Und selbst in den Reihen russischer Politiker wird der Ton deutlicher. "Wir finden, dass die Handlungen von Präsident W. W. Putin Russlands Zukunft und seinen Bürgern schaden", schrieb Xenia Torstrem, Abgeordnete eines St. Petersburger Bezirksrats, am Dienstagmorgen auf Twitter.

Sie veröffentlichte eine Petition für den Rücktritt des Präsidenten, die bislang von mehr als 40 Lokalpolitikern aus insgesamt 18 Bezirken der Ostseemetropole St. Petersburg sowie der Hauptstadt Moskau unterzeichnet worden sein soll. Schon vergangene Woche gab es Gegenwind aus einem Moskauer Stadtbezirk. "Alles ist schiefgelaufen", kritisierten Vertreter aus Lomonossow den Kremlchef. Hier lesen Sie, wie eine Expertin die zunehmende Kritik an der russischen Kriegsführung einschätzt.

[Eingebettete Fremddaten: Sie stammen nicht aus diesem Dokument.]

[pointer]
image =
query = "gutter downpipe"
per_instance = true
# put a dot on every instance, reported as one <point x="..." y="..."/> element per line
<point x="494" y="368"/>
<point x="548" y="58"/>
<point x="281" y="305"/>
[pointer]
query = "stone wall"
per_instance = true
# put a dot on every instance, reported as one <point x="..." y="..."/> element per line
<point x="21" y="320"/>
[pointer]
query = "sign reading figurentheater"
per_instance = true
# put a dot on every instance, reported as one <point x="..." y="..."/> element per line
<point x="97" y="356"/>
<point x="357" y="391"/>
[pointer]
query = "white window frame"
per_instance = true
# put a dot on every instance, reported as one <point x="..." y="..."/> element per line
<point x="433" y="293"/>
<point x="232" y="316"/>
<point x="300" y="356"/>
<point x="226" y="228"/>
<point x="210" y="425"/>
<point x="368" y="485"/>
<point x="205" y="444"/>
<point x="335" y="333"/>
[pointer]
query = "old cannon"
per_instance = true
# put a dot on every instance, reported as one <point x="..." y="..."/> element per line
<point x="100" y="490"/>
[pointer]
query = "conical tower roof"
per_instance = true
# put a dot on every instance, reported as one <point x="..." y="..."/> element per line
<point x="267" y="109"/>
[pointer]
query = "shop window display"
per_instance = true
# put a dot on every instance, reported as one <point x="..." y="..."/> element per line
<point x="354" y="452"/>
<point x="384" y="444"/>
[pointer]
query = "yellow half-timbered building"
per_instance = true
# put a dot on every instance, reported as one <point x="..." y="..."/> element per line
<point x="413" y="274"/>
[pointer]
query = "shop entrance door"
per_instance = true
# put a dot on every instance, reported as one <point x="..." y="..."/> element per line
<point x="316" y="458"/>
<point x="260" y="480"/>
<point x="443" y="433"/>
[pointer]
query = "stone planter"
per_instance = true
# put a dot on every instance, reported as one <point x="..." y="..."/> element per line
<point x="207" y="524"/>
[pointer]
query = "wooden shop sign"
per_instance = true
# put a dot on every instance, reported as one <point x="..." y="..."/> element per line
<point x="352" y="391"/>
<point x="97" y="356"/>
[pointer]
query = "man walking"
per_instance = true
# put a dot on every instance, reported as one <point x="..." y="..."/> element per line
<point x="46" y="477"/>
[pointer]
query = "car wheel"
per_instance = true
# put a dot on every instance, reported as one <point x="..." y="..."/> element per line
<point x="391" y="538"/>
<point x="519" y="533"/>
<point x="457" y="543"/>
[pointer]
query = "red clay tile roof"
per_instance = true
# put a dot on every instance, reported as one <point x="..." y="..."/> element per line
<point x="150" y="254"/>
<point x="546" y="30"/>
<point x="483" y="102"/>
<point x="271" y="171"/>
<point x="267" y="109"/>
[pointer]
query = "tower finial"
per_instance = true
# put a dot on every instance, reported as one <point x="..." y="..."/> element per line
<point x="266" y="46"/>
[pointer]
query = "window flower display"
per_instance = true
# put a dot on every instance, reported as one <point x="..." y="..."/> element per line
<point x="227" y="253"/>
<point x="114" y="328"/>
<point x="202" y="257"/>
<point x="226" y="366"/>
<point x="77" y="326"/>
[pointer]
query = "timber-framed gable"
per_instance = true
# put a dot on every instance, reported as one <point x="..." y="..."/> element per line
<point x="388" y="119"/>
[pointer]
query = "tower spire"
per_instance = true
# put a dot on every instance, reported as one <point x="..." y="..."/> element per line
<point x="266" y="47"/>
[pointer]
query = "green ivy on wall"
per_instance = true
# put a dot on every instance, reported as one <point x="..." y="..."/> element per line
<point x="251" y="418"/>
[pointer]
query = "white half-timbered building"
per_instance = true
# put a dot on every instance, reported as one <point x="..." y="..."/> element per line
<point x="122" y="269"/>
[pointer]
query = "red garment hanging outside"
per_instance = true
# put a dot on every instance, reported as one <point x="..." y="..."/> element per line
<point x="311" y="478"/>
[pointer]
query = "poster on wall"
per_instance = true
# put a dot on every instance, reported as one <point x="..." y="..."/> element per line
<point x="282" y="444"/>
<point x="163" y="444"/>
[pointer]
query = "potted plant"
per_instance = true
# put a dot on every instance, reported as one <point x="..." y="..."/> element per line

Zumindest am heutigen Donnerstag wird Wladimir Putin sich eher außenpolitisch engagieren. Erstmals seit dem russischen Einmarsch in die Ukraine am 24. Februar will der chinesische Staatschef Xi Jinping bei einem Gipfeltreffen im usbekischen Samarkand mit ihm zusammenkommen. China gibt Putin politische Rückendeckung und stellt die USA und die Nato als Hauptschuldige des Krieges dar.